An overview of the Dutch language (‘nederlands taal’) for expats and foreigners in Holland, its history, benefits gained by learning the basics, exams in the Netherlands that test Dutch skill level knowledge and more…
It can all be very confusing and frustrating for the person looking into Dutch lessons for the first time. It can even have an adverse impact on their decision to even attempt learning the language. This, in turn, is likely to affect one’s impression of the Dutch as a whole and ultimately, how long they decide to stay in the Netherlands.
Learning Dutch is challenging for many non-native speakers, but it needs to be looked at as an investment in your new life in the Netherlands. Everyone has his or her own motivations for learning Dutch. These may include:
- to increase marketability for employment
- to be admitted into a certain Dutch educational program or university
- to enhance one’s social life while living in the Netherlands
- to become more involved in the local community
- to better understand Dutch culture
Whatever the reason may be, acquiring a working knowledge of the Dutch language when you live in Holland is going to benefit you.

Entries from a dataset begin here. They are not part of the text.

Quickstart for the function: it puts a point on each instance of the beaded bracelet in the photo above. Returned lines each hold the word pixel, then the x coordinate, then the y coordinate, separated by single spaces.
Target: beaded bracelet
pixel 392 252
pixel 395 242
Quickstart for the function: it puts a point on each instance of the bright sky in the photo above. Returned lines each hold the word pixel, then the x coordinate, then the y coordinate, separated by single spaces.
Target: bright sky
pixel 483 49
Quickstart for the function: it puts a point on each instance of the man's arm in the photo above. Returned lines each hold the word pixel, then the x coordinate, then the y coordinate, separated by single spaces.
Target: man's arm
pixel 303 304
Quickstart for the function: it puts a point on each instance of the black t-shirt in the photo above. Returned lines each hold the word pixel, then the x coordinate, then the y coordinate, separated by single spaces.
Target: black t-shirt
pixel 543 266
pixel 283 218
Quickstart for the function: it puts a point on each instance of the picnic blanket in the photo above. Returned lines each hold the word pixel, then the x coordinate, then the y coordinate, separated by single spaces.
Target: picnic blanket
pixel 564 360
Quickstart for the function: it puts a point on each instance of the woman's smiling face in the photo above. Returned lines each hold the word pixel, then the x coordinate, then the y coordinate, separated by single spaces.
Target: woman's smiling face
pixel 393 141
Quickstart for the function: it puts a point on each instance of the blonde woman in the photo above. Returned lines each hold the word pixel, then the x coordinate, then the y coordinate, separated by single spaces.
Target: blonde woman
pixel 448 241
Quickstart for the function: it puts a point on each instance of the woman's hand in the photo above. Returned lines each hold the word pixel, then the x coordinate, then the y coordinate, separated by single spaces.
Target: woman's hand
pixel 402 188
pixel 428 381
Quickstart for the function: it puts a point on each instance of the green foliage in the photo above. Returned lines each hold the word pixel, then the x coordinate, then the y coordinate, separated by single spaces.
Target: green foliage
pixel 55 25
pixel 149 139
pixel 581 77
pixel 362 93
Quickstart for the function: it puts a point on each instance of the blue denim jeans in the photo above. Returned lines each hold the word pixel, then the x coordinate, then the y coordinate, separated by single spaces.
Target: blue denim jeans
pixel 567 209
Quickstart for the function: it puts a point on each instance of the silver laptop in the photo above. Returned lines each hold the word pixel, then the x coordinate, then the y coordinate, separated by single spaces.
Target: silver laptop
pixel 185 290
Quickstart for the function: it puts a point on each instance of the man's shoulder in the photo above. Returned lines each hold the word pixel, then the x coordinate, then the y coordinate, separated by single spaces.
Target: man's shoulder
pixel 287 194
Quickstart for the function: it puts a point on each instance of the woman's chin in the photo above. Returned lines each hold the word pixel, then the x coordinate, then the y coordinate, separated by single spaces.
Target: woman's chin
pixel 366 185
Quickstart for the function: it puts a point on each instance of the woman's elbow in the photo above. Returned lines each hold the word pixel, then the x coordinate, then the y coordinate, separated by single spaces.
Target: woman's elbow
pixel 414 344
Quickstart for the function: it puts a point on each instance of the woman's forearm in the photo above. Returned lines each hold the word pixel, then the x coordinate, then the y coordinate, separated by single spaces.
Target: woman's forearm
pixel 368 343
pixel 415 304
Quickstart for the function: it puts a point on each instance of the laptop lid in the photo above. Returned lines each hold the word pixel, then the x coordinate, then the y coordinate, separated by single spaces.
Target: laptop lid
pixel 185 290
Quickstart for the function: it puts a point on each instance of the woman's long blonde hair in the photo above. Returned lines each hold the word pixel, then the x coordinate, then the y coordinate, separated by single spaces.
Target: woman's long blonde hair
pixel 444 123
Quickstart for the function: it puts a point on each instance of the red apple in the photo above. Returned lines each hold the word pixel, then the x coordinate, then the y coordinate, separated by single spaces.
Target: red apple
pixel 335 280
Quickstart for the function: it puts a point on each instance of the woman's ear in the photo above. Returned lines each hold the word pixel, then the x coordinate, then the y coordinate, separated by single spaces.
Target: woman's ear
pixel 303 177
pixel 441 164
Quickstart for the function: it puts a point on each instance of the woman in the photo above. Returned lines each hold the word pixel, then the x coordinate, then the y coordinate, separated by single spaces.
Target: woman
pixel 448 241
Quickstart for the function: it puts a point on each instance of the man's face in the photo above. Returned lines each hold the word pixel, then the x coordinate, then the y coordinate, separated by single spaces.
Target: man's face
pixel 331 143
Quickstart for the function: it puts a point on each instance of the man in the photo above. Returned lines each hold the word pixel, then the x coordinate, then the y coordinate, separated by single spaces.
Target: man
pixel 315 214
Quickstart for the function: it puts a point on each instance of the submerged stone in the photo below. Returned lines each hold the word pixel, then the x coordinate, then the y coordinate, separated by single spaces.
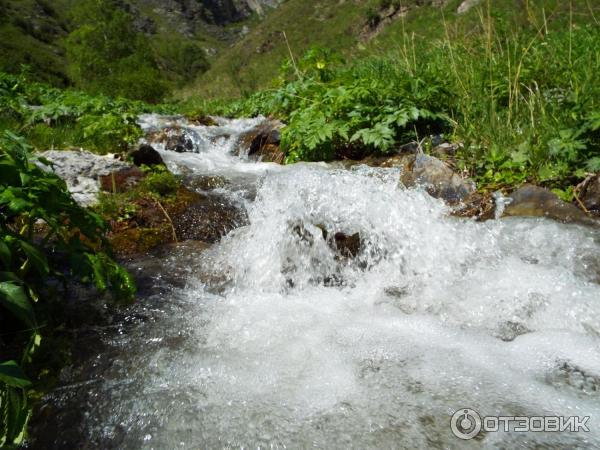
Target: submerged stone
pixel 534 201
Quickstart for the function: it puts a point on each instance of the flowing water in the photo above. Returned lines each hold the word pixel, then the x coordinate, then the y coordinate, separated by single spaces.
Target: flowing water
pixel 272 338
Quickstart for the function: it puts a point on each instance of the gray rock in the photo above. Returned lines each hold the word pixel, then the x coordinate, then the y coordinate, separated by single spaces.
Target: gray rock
pixel 146 155
pixel 466 5
pixel 439 180
pixel 81 170
pixel 590 194
pixel 534 201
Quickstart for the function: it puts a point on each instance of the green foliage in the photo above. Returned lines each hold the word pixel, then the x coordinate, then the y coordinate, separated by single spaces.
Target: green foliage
pixel 159 180
pixel 523 101
pixel 158 184
pixel 43 234
pixel 336 111
pixel 107 55
pixel 51 117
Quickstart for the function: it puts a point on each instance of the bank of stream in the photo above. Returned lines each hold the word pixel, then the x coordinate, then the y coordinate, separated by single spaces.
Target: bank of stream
pixel 281 335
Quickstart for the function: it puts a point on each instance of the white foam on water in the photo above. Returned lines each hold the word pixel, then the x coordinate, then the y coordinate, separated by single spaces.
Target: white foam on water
pixel 308 348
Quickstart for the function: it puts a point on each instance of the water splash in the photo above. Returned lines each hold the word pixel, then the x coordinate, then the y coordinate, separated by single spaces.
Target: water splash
pixel 302 346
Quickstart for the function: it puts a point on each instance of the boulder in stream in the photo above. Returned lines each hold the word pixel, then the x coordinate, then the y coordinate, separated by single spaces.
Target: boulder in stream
pixel 81 169
pixel 535 201
pixel 146 155
pixel 262 143
pixel 589 194
pixel 121 180
pixel 439 180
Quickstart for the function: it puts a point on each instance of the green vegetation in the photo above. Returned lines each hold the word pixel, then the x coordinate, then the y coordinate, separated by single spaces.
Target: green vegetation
pixel 106 55
pixel 44 235
pixel 53 118
pixel 524 102
pixel 98 46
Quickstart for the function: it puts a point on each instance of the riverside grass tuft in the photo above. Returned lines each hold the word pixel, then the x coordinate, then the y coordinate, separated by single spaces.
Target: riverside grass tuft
pixel 523 103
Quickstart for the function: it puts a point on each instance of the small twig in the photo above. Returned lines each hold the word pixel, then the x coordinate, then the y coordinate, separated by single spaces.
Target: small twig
pixel 169 219
pixel 585 210
pixel 292 56
pixel 577 189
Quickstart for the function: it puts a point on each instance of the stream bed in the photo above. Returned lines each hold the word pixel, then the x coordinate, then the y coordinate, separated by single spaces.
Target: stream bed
pixel 273 338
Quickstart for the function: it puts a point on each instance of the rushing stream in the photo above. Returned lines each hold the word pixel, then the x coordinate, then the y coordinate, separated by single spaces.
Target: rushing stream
pixel 272 338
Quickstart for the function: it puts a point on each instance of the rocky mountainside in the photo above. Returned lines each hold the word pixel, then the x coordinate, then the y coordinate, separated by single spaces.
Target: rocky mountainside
pixel 31 31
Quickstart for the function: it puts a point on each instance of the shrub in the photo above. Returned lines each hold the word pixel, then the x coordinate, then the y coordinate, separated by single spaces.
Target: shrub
pixel 43 234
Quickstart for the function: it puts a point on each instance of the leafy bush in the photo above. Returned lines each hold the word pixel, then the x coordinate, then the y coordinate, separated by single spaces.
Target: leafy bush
pixel 520 117
pixel 107 55
pixel 337 111
pixel 51 117
pixel 43 234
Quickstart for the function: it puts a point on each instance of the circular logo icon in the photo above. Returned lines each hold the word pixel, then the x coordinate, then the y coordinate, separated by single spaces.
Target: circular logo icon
pixel 465 424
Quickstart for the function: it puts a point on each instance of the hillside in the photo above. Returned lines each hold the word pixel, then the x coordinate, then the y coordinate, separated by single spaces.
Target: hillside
pixel 183 34
pixel 359 28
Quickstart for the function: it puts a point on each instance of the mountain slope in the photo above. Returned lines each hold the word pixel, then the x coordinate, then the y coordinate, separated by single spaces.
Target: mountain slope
pixel 32 32
pixel 358 28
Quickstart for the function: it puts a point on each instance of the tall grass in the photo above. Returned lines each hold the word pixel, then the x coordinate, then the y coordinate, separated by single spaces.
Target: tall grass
pixel 524 102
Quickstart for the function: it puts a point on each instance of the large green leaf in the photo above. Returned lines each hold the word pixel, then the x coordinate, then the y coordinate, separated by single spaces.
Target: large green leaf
pixel 13 298
pixel 5 256
pixel 37 258
pixel 12 375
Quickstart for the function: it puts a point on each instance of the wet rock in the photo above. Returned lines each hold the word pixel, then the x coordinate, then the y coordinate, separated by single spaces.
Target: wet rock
pixel 508 331
pixel 347 245
pixel 206 121
pixel 81 170
pixel 121 180
pixel 146 155
pixel 445 150
pixel 438 179
pixel 534 201
pixel 582 381
pixel 466 5
pixel 589 194
pixel 206 182
pixel 208 219
pixel 174 139
pixel 263 143
pixel 478 206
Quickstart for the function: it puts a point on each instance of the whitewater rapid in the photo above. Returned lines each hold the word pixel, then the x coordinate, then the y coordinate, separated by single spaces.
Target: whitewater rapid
pixel 273 339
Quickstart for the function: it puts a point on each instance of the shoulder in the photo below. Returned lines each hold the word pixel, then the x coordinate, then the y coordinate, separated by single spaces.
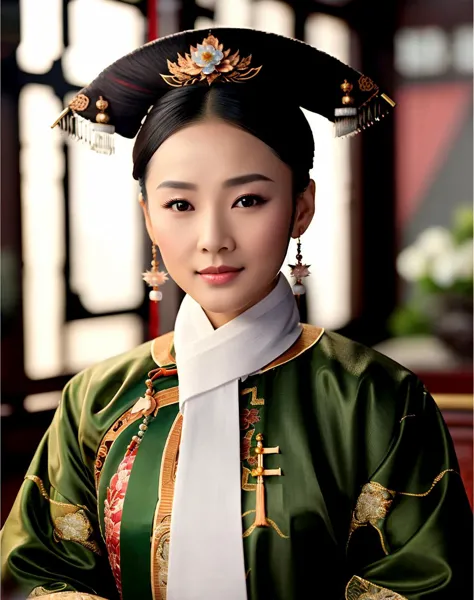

There are various ways one can set about learning Dutch: self-study, e-learning, enrolling in a class at a language school or adult education program, receiving training in a corporate environment or taking private lessons with a tutor. The method chosen is as important a consideration as the skill level one expects to achieve.
Dutch language ability is often measured and referred to by the name of the state exam which is used to test a certain range of skill level. In turn, these state exams correspond to a skill-level coding structure formulated by the CEFR (Common European Framework of Reference) for languages. These codes are derived from four components associated with every spoken language: reading, writing, speaking and listening. Most Dutch language text books and course materials display a code which indicates a particular range of Dutch language skill levels as defined by the CEFR table.
CEFR codes range from A1 (basic knowledge) to C2 (proficient aptitude). This system of assessment helps match a language training course or exam prep class to ones personal language goals.
Whether your goal is to have a basic working knowledge or complete comprehension, you need to invest time in both study and practice. The amount of time depends on the person’s natural talent for acquiring linguistics skills. Speakers of languages with Germanic roots will tend to learn Dutch quicker, as sentence structure and many pronunciations are similar. As a general guideline, plan on 100-150 contact hours in combination with double that amount of time for homework and additional study. Following such a program should result in the ability to communicate well enough in Dutch to be classified as a Dutch speaker at the B1 skill level.
There are two common state exam types in the Netherlands are:
- NT2 Staatsexamen (Programma I & Programma II): NT2 stands for Nederlands als Tweede Taal, or translated to English, “Dutch as a Second Language”. Employers who may require knowledge of Dutch for a certain job, will often refer to the skill level associated with one of these exams. As it relates to Dutch higher education, an NT2 Program 1 level is usually required for MBO programs (vocational studies), while an NT2 Program 2 level is usually required for an HBO or WO degree (university level).
- Inburgeringsexamen: this is the civic integration test. Inburgering classes are available which teach some Dutch language skills along with Dutch culture and history. The exam also tests one’s ability to perform common daily tasks when living in the Netherlands. The Inburgering exam is not optional or voluntary. Residents or migrants within certain parameters are obligated to pass this test within 5 years of arriving in the Netherlands. Failure to pass it could result in a revocation of one’s Dutch resident permit and, ultimately, the right to live in the Netherlands.
Passing any of these exams satisfies the Dutch social integration ‘Inburgering’ requirement. When you do, you receive a certificate of achievement or diploma.